Sector 2024 Capital Value Change* 2025 Capital Value Forecast
Overall Grade A offices ▼9.8% ▼5-10%
High Street shops ▼1.6% ▼5-10%
Prime Warehouses ▼7.4% ▼5-10%

*Preliminary

Sector 2024 Capital Values* 2025 Capital Value Forecast
Mass Residential ▼6.4%# ▼~5%
Luxury Residential ▼6.9% ▼~5%

*Preliminary; #As of November

Land Market

While land supply remains important, the government must prioritise urgent needs within its limited fiscal budget, such as improving infrastructure and promoting the transition to an innovative and technological economy.

Alkan Au, Head of Valuation Advisory at JLL, suggested: "Developers are reluctant to acquire land due to the weak residential sales market and high investment costs. Land prices continue to face downward pressure. To enhance revenue from land sales, the government should focus on improving the investment environment for developers. We have three key recommendations to achieve this goal."

For public land sales, the government could consider the following measures during the downturn:

1. Attach fewer supplementary conditions to land sales

  • Attach fewer requirements. For example, provision of Government, Institution or Community (GIC) facilities, and road works, etc.

  • Additional conditions such as ESG & GIC facilities, aboveground carpark should be exempted from maximum GFA allowed.

  • Remove the conditions of requiring developers to return portion of GFA to the Government upon completion e.g. recent sites in Yuen Long and Tuen Mun.

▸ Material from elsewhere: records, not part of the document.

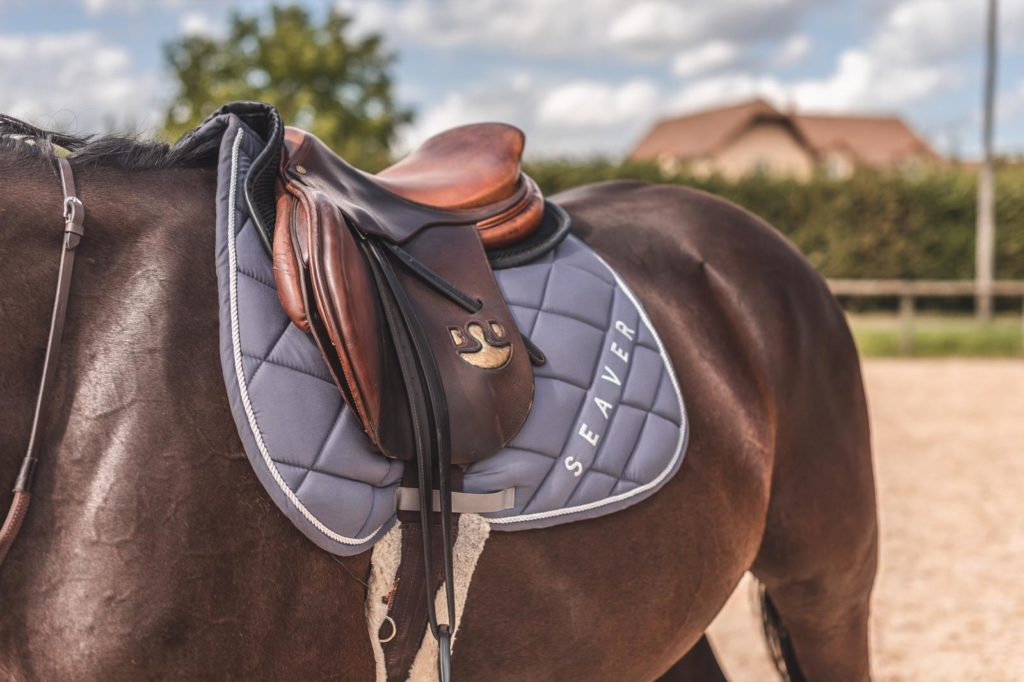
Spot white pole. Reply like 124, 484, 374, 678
975, 0, 997, 321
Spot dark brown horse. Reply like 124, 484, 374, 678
0, 130, 878, 680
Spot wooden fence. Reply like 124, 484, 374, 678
828, 280, 1024, 354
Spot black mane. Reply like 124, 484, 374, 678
0, 114, 217, 171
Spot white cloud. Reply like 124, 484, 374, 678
790, 49, 953, 111
348, 0, 622, 54
401, 74, 662, 157
352, 0, 814, 58
772, 33, 814, 68
82, 0, 188, 14
667, 72, 788, 114
672, 40, 740, 78
538, 80, 659, 130
0, 31, 163, 133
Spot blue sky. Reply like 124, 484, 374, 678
0, 0, 1024, 157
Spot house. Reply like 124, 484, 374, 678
630, 99, 942, 179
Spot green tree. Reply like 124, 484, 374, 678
165, 6, 413, 170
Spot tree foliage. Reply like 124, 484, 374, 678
165, 6, 412, 169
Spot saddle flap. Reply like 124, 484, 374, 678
274, 130, 534, 464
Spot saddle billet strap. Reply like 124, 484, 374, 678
0, 157, 85, 564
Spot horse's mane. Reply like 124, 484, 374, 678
0, 114, 217, 171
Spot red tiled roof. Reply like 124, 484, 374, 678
630, 99, 781, 161
630, 99, 939, 167
792, 115, 938, 168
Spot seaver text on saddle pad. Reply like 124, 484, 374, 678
205, 115, 688, 555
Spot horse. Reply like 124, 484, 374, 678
0, 124, 879, 681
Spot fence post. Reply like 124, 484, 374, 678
899, 294, 913, 355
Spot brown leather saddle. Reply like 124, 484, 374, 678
272, 124, 561, 679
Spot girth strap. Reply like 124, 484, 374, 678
0, 157, 85, 564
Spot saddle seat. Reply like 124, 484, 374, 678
377, 123, 525, 209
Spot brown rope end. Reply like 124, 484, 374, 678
0, 492, 32, 564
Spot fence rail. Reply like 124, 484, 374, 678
828, 280, 1024, 355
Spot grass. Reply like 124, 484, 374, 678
849, 314, 1024, 357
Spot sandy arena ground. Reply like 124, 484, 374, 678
711, 359, 1024, 682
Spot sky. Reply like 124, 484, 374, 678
0, 0, 1024, 158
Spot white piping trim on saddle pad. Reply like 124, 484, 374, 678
487, 251, 689, 524
227, 128, 382, 545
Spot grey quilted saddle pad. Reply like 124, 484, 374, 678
216, 115, 688, 555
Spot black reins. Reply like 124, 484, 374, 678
0, 157, 85, 564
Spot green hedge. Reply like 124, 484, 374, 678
527, 160, 1024, 280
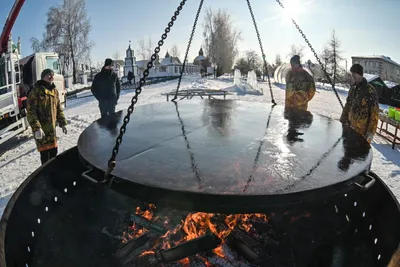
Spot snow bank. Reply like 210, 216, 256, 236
0, 76, 400, 218
67, 82, 92, 93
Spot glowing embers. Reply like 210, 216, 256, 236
116, 204, 279, 266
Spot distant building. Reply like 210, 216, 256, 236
113, 60, 125, 79
193, 48, 211, 75
351, 56, 400, 82
120, 41, 138, 82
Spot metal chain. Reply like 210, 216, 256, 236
102, 0, 187, 183
171, 0, 204, 101
276, 0, 343, 108
247, 0, 276, 105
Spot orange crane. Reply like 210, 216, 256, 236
0, 0, 25, 55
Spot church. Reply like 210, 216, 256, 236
122, 41, 205, 83
122, 41, 139, 83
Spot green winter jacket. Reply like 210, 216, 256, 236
27, 80, 67, 151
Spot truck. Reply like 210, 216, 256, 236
0, 0, 66, 144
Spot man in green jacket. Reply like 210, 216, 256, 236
27, 69, 67, 164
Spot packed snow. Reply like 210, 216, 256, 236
0, 76, 400, 217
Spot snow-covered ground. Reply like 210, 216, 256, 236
0, 76, 400, 214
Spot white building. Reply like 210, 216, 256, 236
122, 41, 138, 82
113, 60, 125, 79
351, 56, 400, 82
122, 44, 201, 79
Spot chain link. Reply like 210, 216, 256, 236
247, 0, 276, 105
276, 0, 343, 108
102, 0, 187, 183
171, 0, 204, 101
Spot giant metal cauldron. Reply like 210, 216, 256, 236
0, 100, 400, 267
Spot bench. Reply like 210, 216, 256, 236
163, 89, 231, 101
377, 113, 400, 149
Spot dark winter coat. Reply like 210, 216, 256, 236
92, 68, 121, 103
27, 80, 67, 151
285, 67, 315, 110
340, 78, 379, 142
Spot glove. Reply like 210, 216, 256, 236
34, 128, 45, 140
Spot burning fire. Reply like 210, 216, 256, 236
123, 204, 268, 266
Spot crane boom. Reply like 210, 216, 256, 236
0, 0, 25, 54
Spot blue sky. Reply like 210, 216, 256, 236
0, 0, 400, 67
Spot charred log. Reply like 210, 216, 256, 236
134, 253, 161, 267
130, 214, 167, 235
227, 236, 260, 262
160, 234, 221, 263
115, 232, 158, 267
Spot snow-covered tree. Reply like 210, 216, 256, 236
41, 0, 94, 83
169, 44, 181, 58
203, 8, 240, 75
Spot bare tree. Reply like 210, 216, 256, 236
145, 36, 154, 59
321, 30, 348, 87
94, 61, 104, 71
170, 44, 181, 58
136, 37, 147, 59
287, 44, 304, 59
275, 54, 282, 67
44, 0, 94, 83
113, 50, 121, 60
30, 36, 48, 53
235, 50, 263, 76
203, 8, 240, 75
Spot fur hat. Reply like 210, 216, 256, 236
290, 55, 301, 65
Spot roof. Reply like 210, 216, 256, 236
351, 56, 400, 67
383, 81, 399, 89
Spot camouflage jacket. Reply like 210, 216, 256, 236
27, 80, 67, 151
285, 67, 315, 110
340, 78, 379, 142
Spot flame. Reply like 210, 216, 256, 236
123, 204, 268, 266
139, 250, 156, 257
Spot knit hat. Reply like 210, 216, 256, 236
40, 69, 54, 80
350, 64, 364, 76
290, 55, 301, 65
104, 58, 113, 67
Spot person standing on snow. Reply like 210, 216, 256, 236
92, 58, 120, 118
340, 64, 379, 143
27, 69, 67, 164
285, 55, 315, 110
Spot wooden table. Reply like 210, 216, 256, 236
377, 113, 400, 149
163, 89, 230, 101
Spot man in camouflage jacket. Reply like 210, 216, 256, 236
340, 64, 379, 143
285, 55, 315, 110
27, 69, 67, 164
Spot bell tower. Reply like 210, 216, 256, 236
124, 41, 137, 76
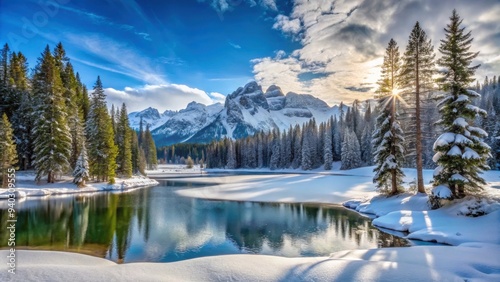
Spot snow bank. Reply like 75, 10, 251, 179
344, 194, 500, 245
0, 244, 500, 281
373, 210, 500, 245
0, 173, 158, 199
343, 193, 429, 216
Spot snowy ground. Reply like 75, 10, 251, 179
0, 171, 158, 200
0, 244, 500, 281
0, 166, 500, 281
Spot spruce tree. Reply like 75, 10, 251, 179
142, 124, 158, 170
372, 39, 404, 195
8, 52, 34, 170
340, 127, 361, 169
400, 22, 435, 193
86, 76, 118, 183
323, 123, 333, 170
434, 10, 490, 197
32, 46, 71, 183
73, 142, 90, 188
115, 103, 132, 178
0, 44, 13, 117
0, 113, 17, 188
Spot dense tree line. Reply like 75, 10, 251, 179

2. Reduce the site area into smaller land parcels for each sale

  • Consider staged payment of land premium for large-scale development sites, as large sites will reduce the incentive of developers due to longer development and payback periods.

  • Breaking down the land into smaller parcels can increase developers' interest and the likelihood of successful bids, requiring a lower initial investment for consideration.

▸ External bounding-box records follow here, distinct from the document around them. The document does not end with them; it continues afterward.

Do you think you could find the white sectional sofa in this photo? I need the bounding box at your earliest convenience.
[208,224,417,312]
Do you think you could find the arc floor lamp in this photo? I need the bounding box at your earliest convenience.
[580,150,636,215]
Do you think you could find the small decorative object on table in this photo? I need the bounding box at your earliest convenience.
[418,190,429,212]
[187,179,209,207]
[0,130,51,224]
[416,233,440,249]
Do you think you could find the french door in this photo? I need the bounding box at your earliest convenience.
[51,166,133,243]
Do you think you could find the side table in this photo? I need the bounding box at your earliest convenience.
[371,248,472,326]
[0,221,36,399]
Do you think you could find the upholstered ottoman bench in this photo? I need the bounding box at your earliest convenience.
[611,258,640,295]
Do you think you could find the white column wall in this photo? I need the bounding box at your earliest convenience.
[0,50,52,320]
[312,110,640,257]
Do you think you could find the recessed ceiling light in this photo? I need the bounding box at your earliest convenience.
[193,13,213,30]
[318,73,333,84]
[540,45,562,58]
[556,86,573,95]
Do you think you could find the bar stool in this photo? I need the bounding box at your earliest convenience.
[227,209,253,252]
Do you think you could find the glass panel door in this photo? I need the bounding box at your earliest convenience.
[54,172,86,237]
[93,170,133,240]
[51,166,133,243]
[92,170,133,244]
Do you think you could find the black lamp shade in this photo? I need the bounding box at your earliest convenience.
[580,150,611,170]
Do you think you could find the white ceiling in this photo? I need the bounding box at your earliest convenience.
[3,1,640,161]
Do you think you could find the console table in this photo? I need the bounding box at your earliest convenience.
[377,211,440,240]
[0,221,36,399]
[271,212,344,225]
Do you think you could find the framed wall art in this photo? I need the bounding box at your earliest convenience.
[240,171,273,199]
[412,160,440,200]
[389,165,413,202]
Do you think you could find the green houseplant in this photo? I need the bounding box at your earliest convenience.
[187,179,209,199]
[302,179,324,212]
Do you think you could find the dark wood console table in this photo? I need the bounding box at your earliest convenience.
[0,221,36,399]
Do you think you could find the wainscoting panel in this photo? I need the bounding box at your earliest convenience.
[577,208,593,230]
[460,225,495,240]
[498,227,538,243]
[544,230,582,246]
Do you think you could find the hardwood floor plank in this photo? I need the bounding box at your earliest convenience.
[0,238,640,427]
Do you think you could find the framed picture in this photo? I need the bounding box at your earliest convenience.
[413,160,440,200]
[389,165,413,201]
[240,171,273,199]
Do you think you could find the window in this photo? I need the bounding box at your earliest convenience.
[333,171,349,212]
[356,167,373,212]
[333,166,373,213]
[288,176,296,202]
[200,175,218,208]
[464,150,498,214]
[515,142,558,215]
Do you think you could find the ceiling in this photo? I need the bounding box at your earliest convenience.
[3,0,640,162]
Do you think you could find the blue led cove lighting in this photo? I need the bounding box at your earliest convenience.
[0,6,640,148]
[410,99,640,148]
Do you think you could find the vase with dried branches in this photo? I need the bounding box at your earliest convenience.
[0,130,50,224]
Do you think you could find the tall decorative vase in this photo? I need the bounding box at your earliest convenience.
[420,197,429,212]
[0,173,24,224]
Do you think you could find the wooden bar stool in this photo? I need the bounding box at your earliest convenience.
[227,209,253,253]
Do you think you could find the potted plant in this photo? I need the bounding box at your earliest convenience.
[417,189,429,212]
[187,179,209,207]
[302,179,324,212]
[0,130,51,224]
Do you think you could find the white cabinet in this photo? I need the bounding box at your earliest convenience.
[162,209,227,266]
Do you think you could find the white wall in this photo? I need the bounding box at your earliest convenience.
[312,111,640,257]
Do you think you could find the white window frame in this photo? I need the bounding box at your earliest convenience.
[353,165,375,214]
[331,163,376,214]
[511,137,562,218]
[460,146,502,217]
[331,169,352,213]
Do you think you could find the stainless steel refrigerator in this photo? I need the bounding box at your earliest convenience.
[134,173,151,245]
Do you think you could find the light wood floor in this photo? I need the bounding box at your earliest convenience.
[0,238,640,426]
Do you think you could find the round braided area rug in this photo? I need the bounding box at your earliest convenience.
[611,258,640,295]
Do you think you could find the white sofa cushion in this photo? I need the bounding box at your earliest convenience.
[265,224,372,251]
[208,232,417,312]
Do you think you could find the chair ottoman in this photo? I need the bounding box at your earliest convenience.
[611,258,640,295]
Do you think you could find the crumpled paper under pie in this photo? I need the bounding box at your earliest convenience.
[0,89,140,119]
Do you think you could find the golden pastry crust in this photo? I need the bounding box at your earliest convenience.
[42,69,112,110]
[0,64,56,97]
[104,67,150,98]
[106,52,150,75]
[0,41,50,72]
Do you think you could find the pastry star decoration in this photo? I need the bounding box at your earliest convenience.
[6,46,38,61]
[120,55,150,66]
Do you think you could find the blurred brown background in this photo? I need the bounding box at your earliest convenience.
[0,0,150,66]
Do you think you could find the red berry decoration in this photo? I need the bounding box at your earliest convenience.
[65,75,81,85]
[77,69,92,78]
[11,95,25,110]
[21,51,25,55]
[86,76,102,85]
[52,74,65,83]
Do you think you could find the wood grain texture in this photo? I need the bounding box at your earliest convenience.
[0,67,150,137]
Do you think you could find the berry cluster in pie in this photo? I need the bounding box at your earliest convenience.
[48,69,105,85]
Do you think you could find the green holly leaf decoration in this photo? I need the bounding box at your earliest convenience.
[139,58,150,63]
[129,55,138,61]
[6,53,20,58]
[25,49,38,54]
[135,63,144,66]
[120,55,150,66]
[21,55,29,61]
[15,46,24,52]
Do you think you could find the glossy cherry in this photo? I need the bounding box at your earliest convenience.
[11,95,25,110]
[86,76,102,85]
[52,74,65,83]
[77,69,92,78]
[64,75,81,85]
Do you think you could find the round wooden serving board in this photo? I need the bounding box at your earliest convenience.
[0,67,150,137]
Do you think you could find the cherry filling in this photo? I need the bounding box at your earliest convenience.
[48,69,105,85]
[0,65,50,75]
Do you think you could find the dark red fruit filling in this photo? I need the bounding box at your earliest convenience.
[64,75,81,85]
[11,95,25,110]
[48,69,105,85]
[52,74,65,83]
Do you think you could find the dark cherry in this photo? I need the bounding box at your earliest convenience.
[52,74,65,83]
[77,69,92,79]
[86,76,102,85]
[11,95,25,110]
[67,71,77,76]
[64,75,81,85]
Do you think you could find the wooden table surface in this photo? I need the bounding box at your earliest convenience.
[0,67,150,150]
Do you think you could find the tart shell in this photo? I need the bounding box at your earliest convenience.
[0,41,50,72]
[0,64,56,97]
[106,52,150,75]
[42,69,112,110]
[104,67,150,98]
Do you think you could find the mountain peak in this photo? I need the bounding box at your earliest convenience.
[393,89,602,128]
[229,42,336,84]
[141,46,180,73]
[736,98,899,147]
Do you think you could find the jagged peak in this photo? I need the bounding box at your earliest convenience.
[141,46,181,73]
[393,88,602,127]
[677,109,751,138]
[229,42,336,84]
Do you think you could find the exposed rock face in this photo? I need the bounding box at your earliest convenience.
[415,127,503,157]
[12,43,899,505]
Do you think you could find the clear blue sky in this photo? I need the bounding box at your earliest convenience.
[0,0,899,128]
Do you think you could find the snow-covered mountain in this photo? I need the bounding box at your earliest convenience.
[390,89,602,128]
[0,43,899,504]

The tender of URA's redevelopment projects is another key source of land supply. To streamline land allocation, the government should review the URA's Home Purchase Allowance for owner-occupied residential properties and adjust the assessment base from the value of a 7-year-old flat to that of a 10-year-old or older flat. This adjustment would reflect the drop in housing prices, potentially lowering acquisition costs and enhancing project profitability in a downturn market. This can help ensure the continuity and progress of urban revitalisation.

"Given the high investment costs and lack of profitability, developers are losing interest in building Home Ownership Scheme flats. The government could explore the option of repurposing these sites for public rental housing development to address the urgent need for public housing," he added.